Max’s message back is almost instantaneous: Take the bus home. Meet you there.

Yeah, our house isn’t exactly the best place to take a kidnapping victim, but our neighbors are the kind of people who only pay attention to their own shit. The houses might be close together, so old some are falling down from their age, but it’ll work.

And the moment we get our money? We’re gone. We’re going to leave this city, find a new place to call our own, and start fresh. By the time our mom gets out, we’ll be ready to take care of her and be there to help her. And then, for the first time in twenty-two years, we can be a normal family.

Not going to lie, it’s the desire to have a normal family, to be ordinary, that drove me to this point with Max. There’s nothing more I want in the entire world. I’ve tried to make money the old-fashioned way, but it’s not enough to truly start over. No amount of minimum-wage-paying jobs can pay enough for you to leave a city like this.

I don’t let anyone know I’m leaving. I grab my stuff out of my employee locker and head out through the side entrance in the alley, where the dumpster is. I throw on my jacket as I walk away with a quick pace, yanking off that silly bowtie as I go.

The nearest bus stop is a five-minute walk from the club. At night, the traffic in the city isn’t so bad, so I’m not slowed by waiting for too many crosswalks. I reach the bus stop and wait, though I do check my phone every few minutes just to make sure I didn’t miss anything from Max.

No new messages from my brother, so I’m hoping that means everything is going without a hitch, that he has our target. Still, I know I won’t feel better until I’m home and can see my brother with my own eyes.

The bus arrives after ten minutes, and by then I’m not the only one waiting for it. I get on first, mostly so I can pick a seat closer to the door, so I can be the first one out once the bus reaches the stop closest to our house.

Time drags on.
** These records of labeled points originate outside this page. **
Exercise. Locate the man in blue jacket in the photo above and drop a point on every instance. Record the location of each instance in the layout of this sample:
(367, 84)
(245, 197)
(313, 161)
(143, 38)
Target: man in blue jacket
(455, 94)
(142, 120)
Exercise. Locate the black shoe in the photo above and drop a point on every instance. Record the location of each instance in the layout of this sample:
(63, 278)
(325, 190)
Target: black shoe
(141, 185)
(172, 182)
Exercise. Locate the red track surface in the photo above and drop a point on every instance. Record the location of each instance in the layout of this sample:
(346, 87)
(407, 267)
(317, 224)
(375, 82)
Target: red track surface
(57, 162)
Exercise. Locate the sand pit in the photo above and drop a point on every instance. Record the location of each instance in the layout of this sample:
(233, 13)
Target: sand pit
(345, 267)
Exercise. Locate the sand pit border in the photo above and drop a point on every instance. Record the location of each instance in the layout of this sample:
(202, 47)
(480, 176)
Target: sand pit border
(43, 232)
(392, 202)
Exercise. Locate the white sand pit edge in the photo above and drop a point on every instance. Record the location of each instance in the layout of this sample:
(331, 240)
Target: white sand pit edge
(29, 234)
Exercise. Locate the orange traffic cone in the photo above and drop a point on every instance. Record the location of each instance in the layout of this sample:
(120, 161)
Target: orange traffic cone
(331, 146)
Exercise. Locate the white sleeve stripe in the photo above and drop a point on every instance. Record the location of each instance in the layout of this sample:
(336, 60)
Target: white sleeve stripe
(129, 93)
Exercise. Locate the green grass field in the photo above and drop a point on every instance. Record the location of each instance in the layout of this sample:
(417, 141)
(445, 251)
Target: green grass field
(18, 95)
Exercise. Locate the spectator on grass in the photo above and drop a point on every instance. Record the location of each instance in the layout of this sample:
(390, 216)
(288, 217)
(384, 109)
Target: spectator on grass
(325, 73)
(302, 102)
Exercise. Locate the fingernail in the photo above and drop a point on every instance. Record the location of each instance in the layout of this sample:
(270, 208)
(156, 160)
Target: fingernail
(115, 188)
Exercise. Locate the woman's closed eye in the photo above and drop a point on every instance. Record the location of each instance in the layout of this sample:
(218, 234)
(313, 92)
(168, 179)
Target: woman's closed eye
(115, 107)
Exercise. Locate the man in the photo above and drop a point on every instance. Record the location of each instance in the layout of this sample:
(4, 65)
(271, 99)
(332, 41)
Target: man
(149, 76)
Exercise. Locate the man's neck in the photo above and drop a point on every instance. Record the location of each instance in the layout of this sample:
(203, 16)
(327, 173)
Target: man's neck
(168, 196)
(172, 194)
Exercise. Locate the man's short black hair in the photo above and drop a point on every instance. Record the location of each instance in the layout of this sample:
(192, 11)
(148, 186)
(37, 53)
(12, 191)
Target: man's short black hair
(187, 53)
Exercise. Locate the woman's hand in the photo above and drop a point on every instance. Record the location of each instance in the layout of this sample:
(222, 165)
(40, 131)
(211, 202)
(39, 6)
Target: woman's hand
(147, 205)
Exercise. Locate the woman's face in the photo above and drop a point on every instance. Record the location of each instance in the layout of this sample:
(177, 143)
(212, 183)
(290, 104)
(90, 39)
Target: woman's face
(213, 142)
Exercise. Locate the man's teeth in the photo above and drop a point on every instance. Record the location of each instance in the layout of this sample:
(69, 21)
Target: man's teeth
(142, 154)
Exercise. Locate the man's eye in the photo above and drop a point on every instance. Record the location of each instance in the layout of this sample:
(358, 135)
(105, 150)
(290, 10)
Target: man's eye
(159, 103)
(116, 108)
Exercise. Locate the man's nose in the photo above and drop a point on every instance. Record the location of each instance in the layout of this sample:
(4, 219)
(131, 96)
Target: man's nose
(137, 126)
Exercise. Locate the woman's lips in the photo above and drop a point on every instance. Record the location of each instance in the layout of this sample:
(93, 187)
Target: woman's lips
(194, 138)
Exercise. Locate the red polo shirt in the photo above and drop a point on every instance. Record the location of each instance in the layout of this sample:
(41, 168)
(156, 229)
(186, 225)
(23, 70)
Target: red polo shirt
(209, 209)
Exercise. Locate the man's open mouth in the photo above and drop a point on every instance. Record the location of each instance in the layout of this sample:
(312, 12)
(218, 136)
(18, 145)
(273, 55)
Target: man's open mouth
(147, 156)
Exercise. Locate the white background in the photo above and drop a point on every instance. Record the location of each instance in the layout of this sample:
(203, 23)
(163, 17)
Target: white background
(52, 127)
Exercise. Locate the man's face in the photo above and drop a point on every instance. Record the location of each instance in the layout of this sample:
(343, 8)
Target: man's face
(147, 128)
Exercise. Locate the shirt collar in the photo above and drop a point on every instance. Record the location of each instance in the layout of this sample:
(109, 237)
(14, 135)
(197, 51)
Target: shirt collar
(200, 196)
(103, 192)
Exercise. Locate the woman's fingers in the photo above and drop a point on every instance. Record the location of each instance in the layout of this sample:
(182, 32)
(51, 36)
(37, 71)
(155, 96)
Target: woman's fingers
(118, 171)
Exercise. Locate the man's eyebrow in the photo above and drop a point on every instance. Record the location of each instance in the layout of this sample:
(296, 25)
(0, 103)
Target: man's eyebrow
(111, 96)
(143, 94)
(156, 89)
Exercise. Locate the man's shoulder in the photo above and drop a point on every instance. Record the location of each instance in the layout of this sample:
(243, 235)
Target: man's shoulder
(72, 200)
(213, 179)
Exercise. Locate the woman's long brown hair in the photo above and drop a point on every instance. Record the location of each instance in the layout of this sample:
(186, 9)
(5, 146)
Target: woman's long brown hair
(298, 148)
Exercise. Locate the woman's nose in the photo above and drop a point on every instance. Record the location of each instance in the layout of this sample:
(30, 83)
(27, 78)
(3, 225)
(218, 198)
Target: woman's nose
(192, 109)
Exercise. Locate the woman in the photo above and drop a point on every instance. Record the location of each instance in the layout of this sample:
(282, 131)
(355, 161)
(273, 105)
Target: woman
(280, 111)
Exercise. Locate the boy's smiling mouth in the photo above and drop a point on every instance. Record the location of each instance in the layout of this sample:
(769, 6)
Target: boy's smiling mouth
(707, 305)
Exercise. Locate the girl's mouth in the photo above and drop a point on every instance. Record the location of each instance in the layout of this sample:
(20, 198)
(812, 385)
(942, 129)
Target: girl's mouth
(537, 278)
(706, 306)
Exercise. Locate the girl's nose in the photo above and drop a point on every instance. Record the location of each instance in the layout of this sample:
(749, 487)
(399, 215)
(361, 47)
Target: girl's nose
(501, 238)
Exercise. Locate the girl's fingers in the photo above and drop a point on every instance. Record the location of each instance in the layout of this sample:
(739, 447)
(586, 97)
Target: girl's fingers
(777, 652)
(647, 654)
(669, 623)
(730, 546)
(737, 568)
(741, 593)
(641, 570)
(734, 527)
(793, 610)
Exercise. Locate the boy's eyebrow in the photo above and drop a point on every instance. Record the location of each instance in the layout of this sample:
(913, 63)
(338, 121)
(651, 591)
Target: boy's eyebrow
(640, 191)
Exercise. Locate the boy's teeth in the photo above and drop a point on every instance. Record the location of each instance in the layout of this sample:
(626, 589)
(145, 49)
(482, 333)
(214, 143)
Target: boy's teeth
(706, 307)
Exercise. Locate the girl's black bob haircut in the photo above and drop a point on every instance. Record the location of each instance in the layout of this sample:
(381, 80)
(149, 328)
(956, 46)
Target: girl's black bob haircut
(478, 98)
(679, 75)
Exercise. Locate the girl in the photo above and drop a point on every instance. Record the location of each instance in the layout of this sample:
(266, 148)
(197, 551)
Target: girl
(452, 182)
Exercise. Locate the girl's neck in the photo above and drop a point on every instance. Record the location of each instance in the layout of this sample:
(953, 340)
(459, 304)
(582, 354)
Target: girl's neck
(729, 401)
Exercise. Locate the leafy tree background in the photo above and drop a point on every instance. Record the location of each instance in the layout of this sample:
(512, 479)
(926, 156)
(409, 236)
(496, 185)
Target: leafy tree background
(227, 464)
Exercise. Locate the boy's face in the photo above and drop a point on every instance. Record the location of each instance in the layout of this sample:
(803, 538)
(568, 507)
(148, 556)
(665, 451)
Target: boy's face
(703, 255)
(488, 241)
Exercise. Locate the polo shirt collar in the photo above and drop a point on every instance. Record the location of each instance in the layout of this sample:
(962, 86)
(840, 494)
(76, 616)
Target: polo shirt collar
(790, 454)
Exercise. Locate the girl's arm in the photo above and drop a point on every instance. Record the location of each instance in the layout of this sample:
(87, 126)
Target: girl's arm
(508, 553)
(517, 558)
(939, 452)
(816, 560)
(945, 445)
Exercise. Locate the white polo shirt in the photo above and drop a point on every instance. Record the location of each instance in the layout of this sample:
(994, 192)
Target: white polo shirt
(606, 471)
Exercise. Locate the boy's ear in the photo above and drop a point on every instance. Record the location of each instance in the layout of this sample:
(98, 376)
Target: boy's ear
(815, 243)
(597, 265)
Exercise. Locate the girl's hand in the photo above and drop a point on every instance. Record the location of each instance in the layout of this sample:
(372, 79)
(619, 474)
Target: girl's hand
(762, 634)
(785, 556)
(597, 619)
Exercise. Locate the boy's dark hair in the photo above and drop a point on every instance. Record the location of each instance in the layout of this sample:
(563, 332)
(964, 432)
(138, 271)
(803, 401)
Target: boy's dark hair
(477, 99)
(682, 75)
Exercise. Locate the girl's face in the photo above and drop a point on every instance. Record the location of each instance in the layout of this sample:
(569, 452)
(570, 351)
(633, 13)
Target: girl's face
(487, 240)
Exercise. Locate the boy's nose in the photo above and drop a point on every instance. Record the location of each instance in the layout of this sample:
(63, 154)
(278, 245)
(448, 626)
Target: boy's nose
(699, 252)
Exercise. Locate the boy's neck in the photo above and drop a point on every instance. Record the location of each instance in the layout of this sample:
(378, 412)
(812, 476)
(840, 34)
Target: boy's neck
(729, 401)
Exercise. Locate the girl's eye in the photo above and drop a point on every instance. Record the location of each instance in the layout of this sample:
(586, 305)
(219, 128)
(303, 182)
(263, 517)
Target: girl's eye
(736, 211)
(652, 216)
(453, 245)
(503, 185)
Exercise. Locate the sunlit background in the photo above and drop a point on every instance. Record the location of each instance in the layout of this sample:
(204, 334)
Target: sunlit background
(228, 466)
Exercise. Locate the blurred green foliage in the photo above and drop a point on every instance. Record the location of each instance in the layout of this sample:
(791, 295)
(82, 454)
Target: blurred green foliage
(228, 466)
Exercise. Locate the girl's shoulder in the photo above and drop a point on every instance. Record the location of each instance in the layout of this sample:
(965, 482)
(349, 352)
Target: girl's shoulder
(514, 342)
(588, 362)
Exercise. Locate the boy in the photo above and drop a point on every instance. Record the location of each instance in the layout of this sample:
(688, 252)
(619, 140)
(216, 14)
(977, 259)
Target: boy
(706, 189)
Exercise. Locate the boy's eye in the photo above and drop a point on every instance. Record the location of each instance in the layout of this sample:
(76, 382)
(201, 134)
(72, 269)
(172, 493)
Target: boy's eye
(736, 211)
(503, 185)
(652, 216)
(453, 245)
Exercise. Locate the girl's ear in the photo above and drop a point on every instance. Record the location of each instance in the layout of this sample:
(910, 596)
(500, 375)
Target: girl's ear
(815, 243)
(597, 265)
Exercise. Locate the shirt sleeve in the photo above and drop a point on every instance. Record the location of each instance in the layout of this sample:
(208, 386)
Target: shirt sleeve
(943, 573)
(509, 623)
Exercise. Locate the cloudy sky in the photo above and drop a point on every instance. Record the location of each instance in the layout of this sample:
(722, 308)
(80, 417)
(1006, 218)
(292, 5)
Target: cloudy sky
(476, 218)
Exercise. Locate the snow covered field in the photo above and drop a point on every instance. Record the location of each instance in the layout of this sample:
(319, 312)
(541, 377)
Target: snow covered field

I pull up the picture of the man and stare at it, remembering the heated kiss. I can’t shake the unease that settled in my gut when I first saw the picture, when I realized our target was the guy whose lips made me forget what it was like kissing anyone else. It wasn’t a good feeling, let me tell you.

I didn’t want to kidnap this guy, even if he is from a rich family who can pay a hefty sum to get him back. What exactly do I want to do with him? Uh… nothing that involves my brother, that’s for sure.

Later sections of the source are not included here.